If you look up the definition of leptokurtic, the dictionary explanation is:
- (of a frequency distribution or its graphical representation) having greater kurtosis than the normal distribution; more concentrated about the mean.
That probably didn’t clarify things a whole lot if you’re not a statistician but in essence leptokurtic refers to a flatter distribution with fatter tails. Or in plain english as it relates to investing, share prices can pop or drop by much larger amounts than have been seen historically.
So why are we discussing leptokurtic distributions?
Because in the future you should expect to see more of it, and that in turn has implications for your portfolio.
Let’s start by examining FedEx.
Crazy FedEx Earnings
When FedEx pre-announced earnings most recently its share price plunged by 21%, wiping $11 billion off its market capitalization instantly.
Management announced a slowdown in global shipment volumes and CEO Raj Subramaniam stated that the economy is “going into a worldwide recession”.
As cargo volumes decline, the heartbeat of economic activity is slowing and FedEx just sounded the alarm.
Any optimists who were hopeful that the horizon would be brighter had their hopes slashed. After all, FedEx cannot be dismissed as a standalone company. The CEO summarized the company’s position in the global economy best:
“We are a reflection of everybody else’s business, especially the high-value economy in the world”
When FedEx experiences a downturn, it spells doom more broadly for the global economy.
Indeed, when the clouds loom over FedEx a turnaround is not around the corner. As a result, the pre-announcement by FedEx which was accompanied by cost-cutting measures, such as closing 90 offices worldwide, was met with horror.
Investors quickly realized the future is bleak for the global economy and slashed FedEx’s valuation.
FedEx: The Tip Of the Iceberg
Now returning to our leptokurtic discussion. The “fat tail” share price plunge in FedEx occurred because the reality of how bad things are in the global economy eclipsed expectations among investors.

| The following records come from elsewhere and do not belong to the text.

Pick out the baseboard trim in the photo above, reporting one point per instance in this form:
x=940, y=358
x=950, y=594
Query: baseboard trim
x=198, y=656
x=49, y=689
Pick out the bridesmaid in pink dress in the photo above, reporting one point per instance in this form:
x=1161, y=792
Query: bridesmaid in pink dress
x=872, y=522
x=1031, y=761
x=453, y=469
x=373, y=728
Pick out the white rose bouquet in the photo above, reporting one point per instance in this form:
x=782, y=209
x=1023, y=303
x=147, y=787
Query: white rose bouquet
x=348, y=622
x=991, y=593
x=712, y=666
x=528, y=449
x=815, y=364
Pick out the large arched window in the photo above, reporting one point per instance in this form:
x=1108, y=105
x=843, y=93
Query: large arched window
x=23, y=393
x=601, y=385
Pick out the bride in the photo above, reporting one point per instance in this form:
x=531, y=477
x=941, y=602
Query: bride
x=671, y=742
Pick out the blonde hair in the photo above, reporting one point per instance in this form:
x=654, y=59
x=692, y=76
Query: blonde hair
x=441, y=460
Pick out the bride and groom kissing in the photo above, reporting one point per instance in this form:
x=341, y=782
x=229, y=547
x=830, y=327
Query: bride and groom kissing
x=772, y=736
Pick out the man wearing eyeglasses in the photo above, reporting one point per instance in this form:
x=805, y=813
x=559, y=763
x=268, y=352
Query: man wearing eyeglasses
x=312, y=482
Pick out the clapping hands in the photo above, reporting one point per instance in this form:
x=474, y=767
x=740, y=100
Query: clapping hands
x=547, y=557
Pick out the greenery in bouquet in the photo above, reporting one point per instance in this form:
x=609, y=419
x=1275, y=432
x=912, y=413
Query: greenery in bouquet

The disconnect between expectations and reality as more companies report will close but until the gap diminishes, expect more leptokurtic distributions in share prices. Or in other words, expect much greater share price moves than have historically been seen.
In the case of FedEx, you had to go back all the way to 1978 to uncover a plunge in share price as bad as the one seen in mid-September.
Are “once-in-50-year” moves the new normal? Almost certainly.
For portfolio construction that means, select stocks that are anti-fragile – benefit from shocks as opposed to fragile stocks that break from them – have rock solid balance sheets, secular growth, and lots of cash in the bank to withstand downturns.